Cathode diffusion layer and current collector with slotted foam stainless steel for a micro direct methanol fuel cell

In order to reduce the contact and mass transfer impedance of the diffusion layer and current collector of a Micro Direct Methanol Fuel Cell (mu DMFC), a novel Membrane Electrode Assembly (MEA) structure is designed by using Foam Stainless Steel (FSS) with a slotting rate of 38.47% for both the cathode diffusion layer and the current collector. Electrochemical tests are performed on the Foam Stainless Steel Membrane Electrode Assembly (FSS-MEA) and the Conventional Carbon Paper Membrane Electrode Assembly (CCP-MEA) mu DMFCs.

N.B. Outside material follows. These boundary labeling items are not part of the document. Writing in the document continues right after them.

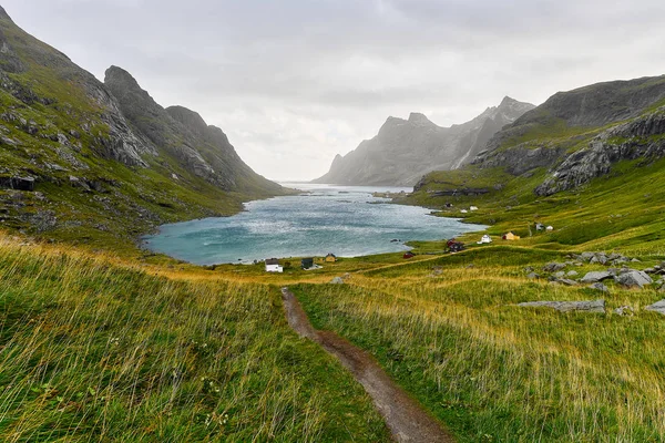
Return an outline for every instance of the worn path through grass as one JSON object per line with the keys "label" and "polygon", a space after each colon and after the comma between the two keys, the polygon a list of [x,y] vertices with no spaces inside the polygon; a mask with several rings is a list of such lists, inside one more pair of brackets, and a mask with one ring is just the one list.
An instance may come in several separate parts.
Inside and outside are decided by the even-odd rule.
{"label": "worn path through grass", "polygon": [[296,296],[282,289],[284,309],[290,327],[335,356],[362,384],[398,442],[454,442],[441,424],[381,369],[368,353],[334,332],[314,329]]}

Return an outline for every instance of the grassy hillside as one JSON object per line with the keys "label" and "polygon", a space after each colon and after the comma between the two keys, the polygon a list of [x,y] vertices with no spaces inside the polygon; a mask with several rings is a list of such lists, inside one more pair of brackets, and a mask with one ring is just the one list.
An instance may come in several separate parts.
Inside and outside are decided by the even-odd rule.
{"label": "grassy hillside", "polygon": [[[132,131],[101,82],[4,10],[0,42],[7,49],[0,54],[0,227],[117,250],[160,224],[229,215],[243,200],[284,192],[242,164],[233,147],[215,157],[233,156],[231,166],[242,169],[227,188],[160,151]],[[20,177],[33,178],[34,192],[4,183]]]}
{"label": "grassy hillside", "polygon": [[489,247],[296,293],[316,327],[372,352],[459,441],[663,441],[661,315],[514,306],[605,298],[608,311],[640,309],[662,295],[524,278],[524,266],[555,258],[563,255]]}
{"label": "grassy hillside", "polygon": [[0,440],[387,441],[277,288],[0,238]]}

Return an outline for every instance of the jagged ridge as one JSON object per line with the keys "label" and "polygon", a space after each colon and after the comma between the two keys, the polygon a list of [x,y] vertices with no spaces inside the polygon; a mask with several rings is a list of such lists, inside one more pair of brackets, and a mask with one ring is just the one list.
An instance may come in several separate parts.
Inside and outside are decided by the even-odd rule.
{"label": "jagged ridge", "polygon": [[315,183],[413,185],[430,171],[454,169],[470,162],[488,140],[533,105],[505,97],[470,122],[440,127],[423,114],[388,117],[376,137],[346,156]]}

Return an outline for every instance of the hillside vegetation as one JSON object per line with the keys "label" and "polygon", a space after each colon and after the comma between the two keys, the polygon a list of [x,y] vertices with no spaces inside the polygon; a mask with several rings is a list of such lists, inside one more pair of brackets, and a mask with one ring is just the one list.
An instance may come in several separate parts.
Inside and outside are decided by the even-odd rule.
{"label": "hillside vegetation", "polygon": [[105,86],[1,8],[0,45],[0,226],[117,249],[285,193],[198,114],[167,113],[116,68],[117,87]]}
{"label": "hillside vegetation", "polygon": [[0,440],[388,440],[276,288],[170,277],[0,237]]}

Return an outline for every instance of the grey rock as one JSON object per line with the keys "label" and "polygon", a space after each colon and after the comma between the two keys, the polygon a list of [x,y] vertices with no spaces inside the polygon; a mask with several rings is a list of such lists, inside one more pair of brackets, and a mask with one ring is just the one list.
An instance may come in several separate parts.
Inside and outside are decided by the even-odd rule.
{"label": "grey rock", "polygon": [[665,300],[656,301],[655,303],[649,305],[644,309],[646,309],[647,311],[658,312],[665,316]]}
{"label": "grey rock", "polygon": [[34,177],[0,177],[0,188],[34,190]]}
{"label": "grey rock", "polygon": [[622,306],[621,308],[616,308],[614,313],[622,317],[633,317],[635,311],[630,306]]}
{"label": "grey rock", "polygon": [[526,301],[519,303],[522,308],[553,308],[561,312],[586,311],[605,312],[605,300],[585,300],[585,301]]}
{"label": "grey rock", "polygon": [[653,284],[654,280],[652,278],[640,270],[631,270],[628,272],[622,274],[617,277],[617,280],[621,285],[625,287],[640,287],[644,288],[646,285]]}
{"label": "grey rock", "polygon": [[580,254],[580,259],[583,260],[583,261],[589,261],[589,260],[591,260],[594,257],[595,257],[594,253],[582,253],[582,254]]}
{"label": "grey rock", "polygon": [[591,271],[591,272],[586,272],[586,275],[584,277],[582,277],[580,279],[580,282],[582,284],[595,284],[597,281],[603,281],[606,280],[608,278],[612,278],[612,274],[601,270],[601,271]]}
{"label": "grey rock", "polygon": [[601,282],[590,285],[589,289],[600,290],[601,292],[610,292],[610,288],[607,288],[605,285],[603,285]]}
{"label": "grey rock", "polygon": [[[661,80],[662,78],[658,78]],[[656,97],[663,97],[665,95],[665,89],[662,86],[662,81],[658,81],[652,85],[645,85],[646,79],[638,79],[631,82],[624,83],[624,86],[610,91],[610,83],[602,85],[602,89],[606,89],[606,95],[602,99],[607,100],[612,95],[625,94],[633,87],[633,93],[630,95],[640,96],[636,101],[634,99],[626,100],[626,96],[622,96],[621,100],[625,100],[625,106],[616,106],[616,102],[613,105],[604,110],[596,109],[594,105],[589,103],[591,92],[587,89],[584,95],[584,110],[587,112],[606,112],[616,113],[614,116],[607,115],[607,121],[598,125],[603,126],[610,121],[623,121],[631,117],[627,123],[611,127],[595,138],[591,141],[587,147],[575,151],[567,155],[563,162],[561,162],[555,168],[552,169],[549,178],[545,179],[540,186],[535,188],[538,195],[552,195],[561,190],[573,189],[589,183],[595,177],[603,176],[612,169],[612,166],[621,161],[630,161],[640,157],[645,158],[661,158],[665,155],[665,142],[654,141],[654,143],[645,143],[644,140],[648,140],[652,135],[658,135],[665,133],[665,114],[662,112],[652,112],[646,115],[641,115],[644,109],[640,109],[643,103],[656,103]],[[632,83],[632,86],[627,86]],[[594,85],[598,86],[598,85]],[[591,86],[590,86],[591,87]],[[654,94],[651,97],[644,95],[645,93]],[[569,93],[566,93],[569,94]],[[635,95],[634,95],[635,94]],[[601,99],[601,96],[596,96]],[[652,100],[654,100],[652,102]],[[535,112],[535,111],[534,111]],[[523,117],[531,113],[525,114]],[[577,113],[569,113],[567,115],[577,119],[584,114],[584,111],[580,110]],[[623,115],[618,115],[623,114]]]}
{"label": "grey rock", "polygon": [[419,113],[412,113],[408,120],[388,117],[374,138],[344,157],[337,155],[329,172],[315,182],[416,185],[418,189],[424,184],[419,182],[424,174],[471,162],[494,133],[533,107],[505,97],[499,106],[452,127],[438,126]]}

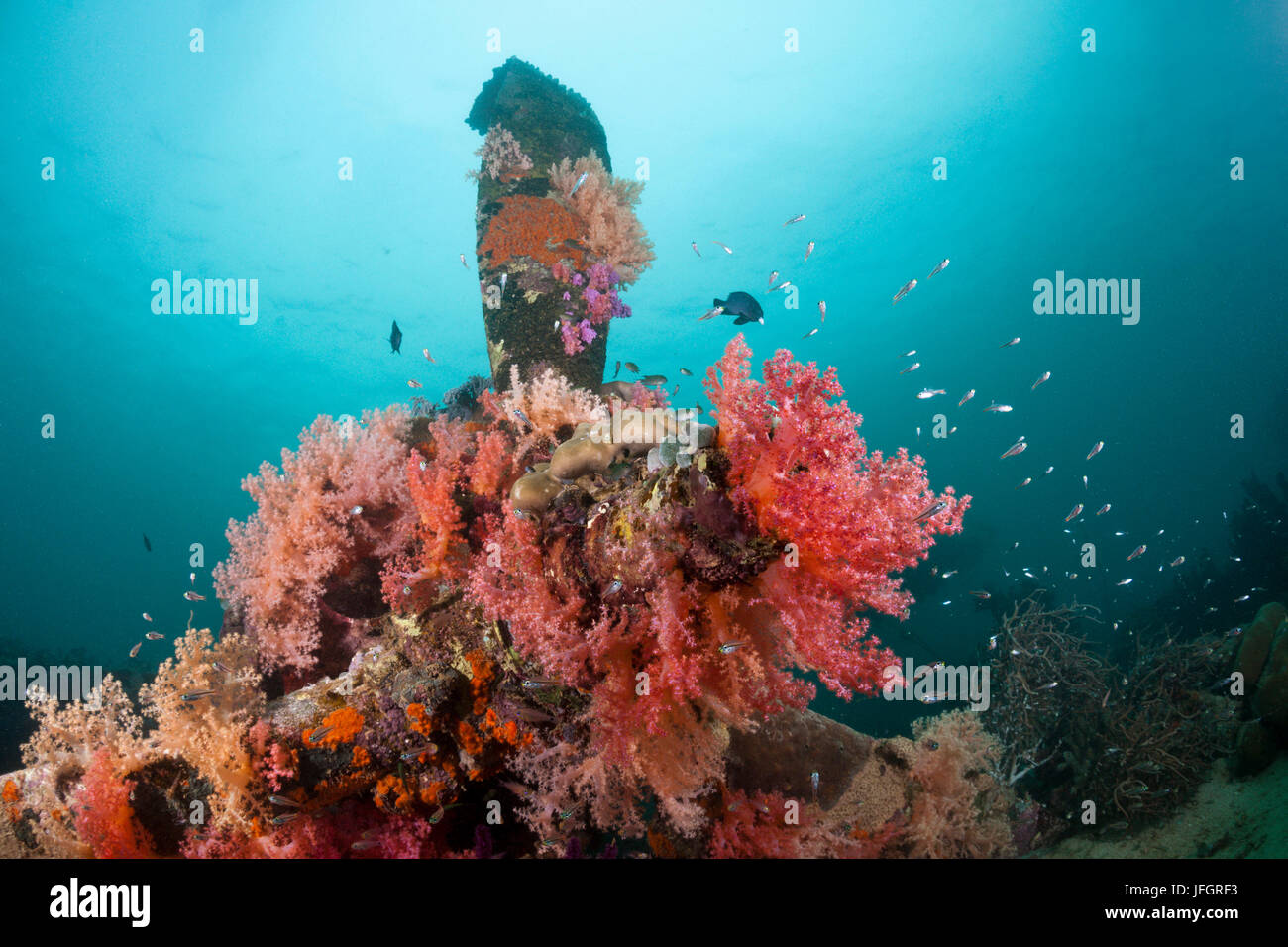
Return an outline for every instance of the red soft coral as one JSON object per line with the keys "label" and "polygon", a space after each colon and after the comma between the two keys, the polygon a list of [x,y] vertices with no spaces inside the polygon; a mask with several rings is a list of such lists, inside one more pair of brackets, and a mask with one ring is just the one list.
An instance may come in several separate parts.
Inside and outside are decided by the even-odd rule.
{"label": "red soft coral", "polygon": [[134,821],[134,782],[121,780],[107,750],[94,754],[72,805],[76,832],[95,858],[151,858],[152,841]]}

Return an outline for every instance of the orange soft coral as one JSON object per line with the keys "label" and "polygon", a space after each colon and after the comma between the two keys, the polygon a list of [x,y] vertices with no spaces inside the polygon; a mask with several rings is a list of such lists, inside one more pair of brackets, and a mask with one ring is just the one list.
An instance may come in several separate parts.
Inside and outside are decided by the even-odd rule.
{"label": "orange soft coral", "polygon": [[523,195],[501,200],[501,210],[488,224],[478,246],[496,269],[514,256],[531,256],[546,267],[572,260],[577,269],[586,265],[585,251],[574,246],[580,236],[577,219],[558,201]]}
{"label": "orange soft coral", "polygon": [[[304,731],[304,740],[313,746],[328,746],[334,750],[340,743],[352,743],[353,738],[362,732],[362,714],[353,707],[340,707],[327,714],[316,729]],[[314,740],[314,733],[322,733],[322,736]]]}
{"label": "orange soft coral", "polygon": [[134,819],[130,798],[134,782],[122,780],[107,750],[94,760],[76,794],[76,832],[95,858],[149,858],[152,841]]}

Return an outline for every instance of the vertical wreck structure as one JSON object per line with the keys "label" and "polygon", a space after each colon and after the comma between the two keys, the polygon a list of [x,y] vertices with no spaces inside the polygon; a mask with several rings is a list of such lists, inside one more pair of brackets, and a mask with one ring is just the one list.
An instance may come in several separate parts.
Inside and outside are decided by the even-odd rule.
{"label": "vertical wreck structure", "polygon": [[492,380],[553,367],[577,388],[604,380],[618,292],[653,260],[635,216],[643,184],[612,177],[590,103],[520,59],[500,66],[466,124],[478,149],[478,269]]}

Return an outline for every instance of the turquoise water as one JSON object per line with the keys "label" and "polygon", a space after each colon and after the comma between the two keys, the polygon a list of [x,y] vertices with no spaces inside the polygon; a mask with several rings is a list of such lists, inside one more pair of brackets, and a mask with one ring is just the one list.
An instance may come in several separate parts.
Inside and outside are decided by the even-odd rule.
{"label": "turquoise water", "polygon": [[[487,372],[465,179],[479,137],[464,119],[509,55],[592,103],[618,175],[647,162],[657,262],[612,329],[609,371],[683,365],[698,378],[675,401],[693,403],[732,335],[697,316],[750,291],[766,313],[747,327],[759,357],[836,365],[871,447],[905,445],[936,488],[975,497],[966,532],[933,553],[960,573],[913,582],[920,658],[969,657],[988,618],[966,593],[1003,568],[1056,576],[1059,598],[1110,617],[1148,607],[1171,589],[1159,563],[1225,550],[1240,478],[1288,469],[1283,4],[650,4],[618,19],[573,3],[263,6],[0,14],[9,648],[122,665],[140,612],[170,633],[187,622],[189,571],[210,595],[194,622],[218,626],[209,573],[228,518],[250,512],[241,477],[317,414],[402,401],[412,374],[437,397]],[[765,292],[775,269],[799,309]],[[153,313],[151,283],[174,271],[258,280],[258,321]],[[1034,281],[1057,271],[1139,280],[1139,323],[1036,314]],[[826,325],[802,340],[820,299]],[[394,318],[402,356],[385,341]],[[918,401],[927,387],[947,394]],[[984,414],[994,399],[1015,410]],[[936,412],[957,425],[945,439]],[[1030,448],[998,460],[1021,434]],[[1078,502],[1086,522],[1065,533]],[[1112,515],[1092,519],[1104,502]],[[1075,540],[1109,563],[1092,579]],[[1137,541],[1150,554],[1128,568]]]}

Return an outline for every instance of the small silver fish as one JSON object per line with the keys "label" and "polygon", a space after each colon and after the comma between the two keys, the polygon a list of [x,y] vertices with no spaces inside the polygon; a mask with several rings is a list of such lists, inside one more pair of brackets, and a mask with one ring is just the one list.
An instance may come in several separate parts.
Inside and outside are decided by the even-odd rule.
{"label": "small silver fish", "polygon": [[926,509],[923,509],[921,513],[918,513],[917,518],[913,519],[912,522],[913,523],[925,523],[931,517],[934,517],[938,513],[942,513],[944,509],[947,509],[947,506],[948,506],[947,502],[944,502],[943,500],[939,500],[939,501],[931,504],[930,506],[927,506]]}
{"label": "small silver fish", "polygon": [[424,746],[412,747],[411,750],[407,750],[404,754],[402,754],[398,759],[401,759],[403,763],[415,763],[426,752],[430,754],[438,752],[438,743],[425,743]]}

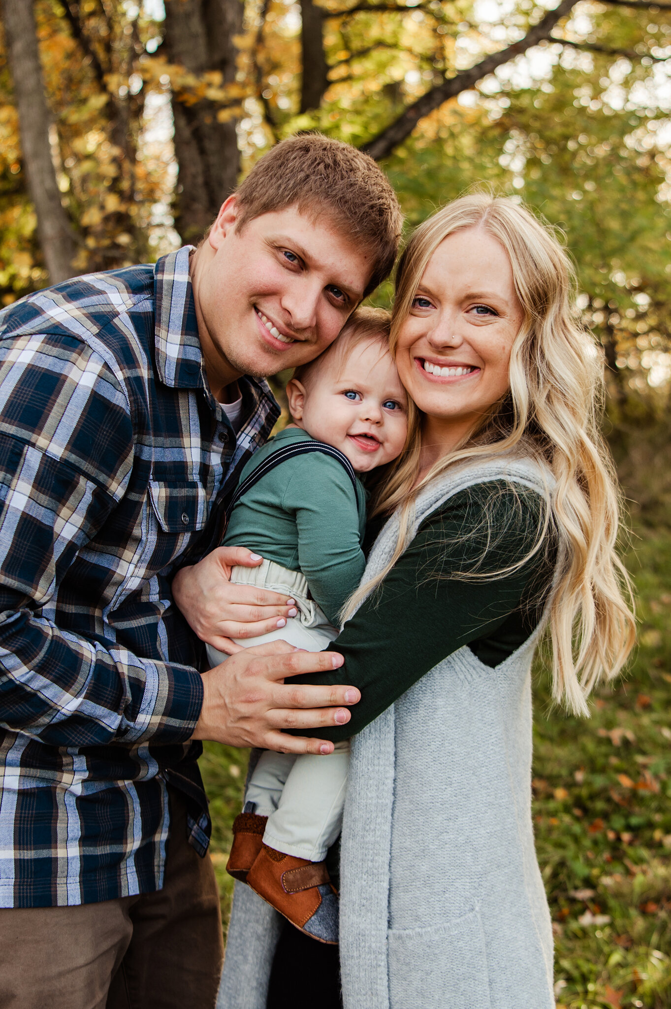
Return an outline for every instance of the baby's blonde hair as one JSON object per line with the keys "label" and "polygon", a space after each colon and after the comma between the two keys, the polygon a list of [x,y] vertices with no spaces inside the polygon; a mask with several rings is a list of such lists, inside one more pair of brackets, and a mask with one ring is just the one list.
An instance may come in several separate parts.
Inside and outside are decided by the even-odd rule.
{"label": "baby's blonde hair", "polygon": [[510,199],[477,193],[449,203],[408,242],[396,276],[392,353],[429,259],[443,239],[466,228],[483,228],[506,250],[524,311],[511,352],[510,391],[418,482],[421,417],[409,417],[406,448],[376,503],[377,512],[399,509],[396,549],[385,570],[354,594],[344,615],[354,612],[408,546],[414,500],[431,480],[466,461],[531,457],[554,479],[531,551],[552,525],[559,558],[549,605],[553,695],[586,714],[585,697],[601,677],[617,675],[636,640],[630,581],[616,553],[618,485],[598,426],[602,352],[577,320],[573,269],[552,229]]}

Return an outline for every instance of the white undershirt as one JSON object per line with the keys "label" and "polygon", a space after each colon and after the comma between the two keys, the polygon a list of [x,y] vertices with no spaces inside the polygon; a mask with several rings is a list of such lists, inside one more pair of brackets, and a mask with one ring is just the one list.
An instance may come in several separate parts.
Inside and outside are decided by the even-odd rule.
{"label": "white undershirt", "polygon": [[229,419],[229,423],[236,434],[240,431],[240,420],[242,417],[242,393],[238,386],[238,399],[233,403],[220,403],[220,407]]}

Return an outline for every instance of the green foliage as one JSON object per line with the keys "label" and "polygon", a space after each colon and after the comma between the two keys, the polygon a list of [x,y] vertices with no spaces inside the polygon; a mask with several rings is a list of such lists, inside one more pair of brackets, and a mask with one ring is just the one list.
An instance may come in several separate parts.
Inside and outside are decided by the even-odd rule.
{"label": "green foliage", "polygon": [[[641,635],[627,675],[597,691],[589,719],[551,708],[542,669],[535,684],[533,814],[563,1009],[671,998],[671,533],[639,527],[634,543]],[[225,920],[246,759],[206,744],[202,761]]]}

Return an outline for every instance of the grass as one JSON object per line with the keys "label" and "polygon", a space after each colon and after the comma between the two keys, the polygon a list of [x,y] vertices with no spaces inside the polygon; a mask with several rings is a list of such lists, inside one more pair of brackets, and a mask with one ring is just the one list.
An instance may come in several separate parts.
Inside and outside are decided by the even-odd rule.
{"label": "grass", "polygon": [[[628,566],[640,644],[589,719],[551,709],[536,680],[534,817],[555,932],[558,1009],[671,1005],[671,531],[642,528]],[[247,754],[207,744],[213,852],[225,872]]]}

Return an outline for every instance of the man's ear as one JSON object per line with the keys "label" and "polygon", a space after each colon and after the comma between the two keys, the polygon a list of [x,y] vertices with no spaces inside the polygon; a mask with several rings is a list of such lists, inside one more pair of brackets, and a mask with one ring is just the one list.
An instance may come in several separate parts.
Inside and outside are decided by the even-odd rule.
{"label": "man's ear", "polygon": [[208,241],[212,247],[217,250],[224,239],[235,231],[235,227],[238,221],[238,199],[235,196],[230,196],[228,200],[225,200],[219,209],[219,214],[217,219],[210,229],[210,234],[208,235]]}
{"label": "man's ear", "polygon": [[300,421],[303,417],[303,405],[305,403],[305,386],[297,378],[291,378],[286,383],[286,398],[289,401],[289,413],[294,421]]}

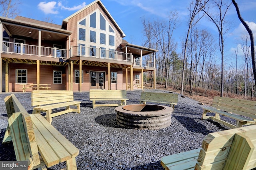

The experimental results show that the maximum power density of FSS-MEA mu DMFC is 46.55 mW cm(-2) at 343 K, which is 42.88% higher than that of CCP-MEA mu DMFC, and the optimum working concentration of FSS-MEA mu DMFC is 2.5 mol L-1, which is 1 mol L-1 higher than that of CCP-MEA mu DMFC. Electrochemical Impedance Spectroscopy (EIS) test results show that the contact impedance of FSS-MEA mu DMFC is 0.55 omega cm(-2), which is 15.38% lower than that of CCP-MEA mu DMFC. The mass transfer impedance of FSS-MEA mu DMFC is 0.99 omega cm(-2), which is 25.56% lower than that of CCP-MEA mu DMFC. This implies that the novel slotted FSS-MEA structure alleviates the methanol crossover and reduces the contact and mass transfer impedance, thus improving mu DMFC power density.

Automated summary

In this study, a novel Membrane Electrode Assembly (MEA) structure using Foam Stainless Steel (FSS) for the diffusion layer and current collector of a Micro Direct Methanol Fuel Cell (μDMFC) was designed. Experimental results showed that the FSS-MEA μDMFC exhibited higher maximum power density and optimum working concentration compared to the Conventional Carbon Paper Membrane Electrode Assembly (CCP-MEA) μDMFC. Furthermore, the FSS-MEA structure reduced the contact and mass transfer impedance, leading to improved power density of the μDMFC.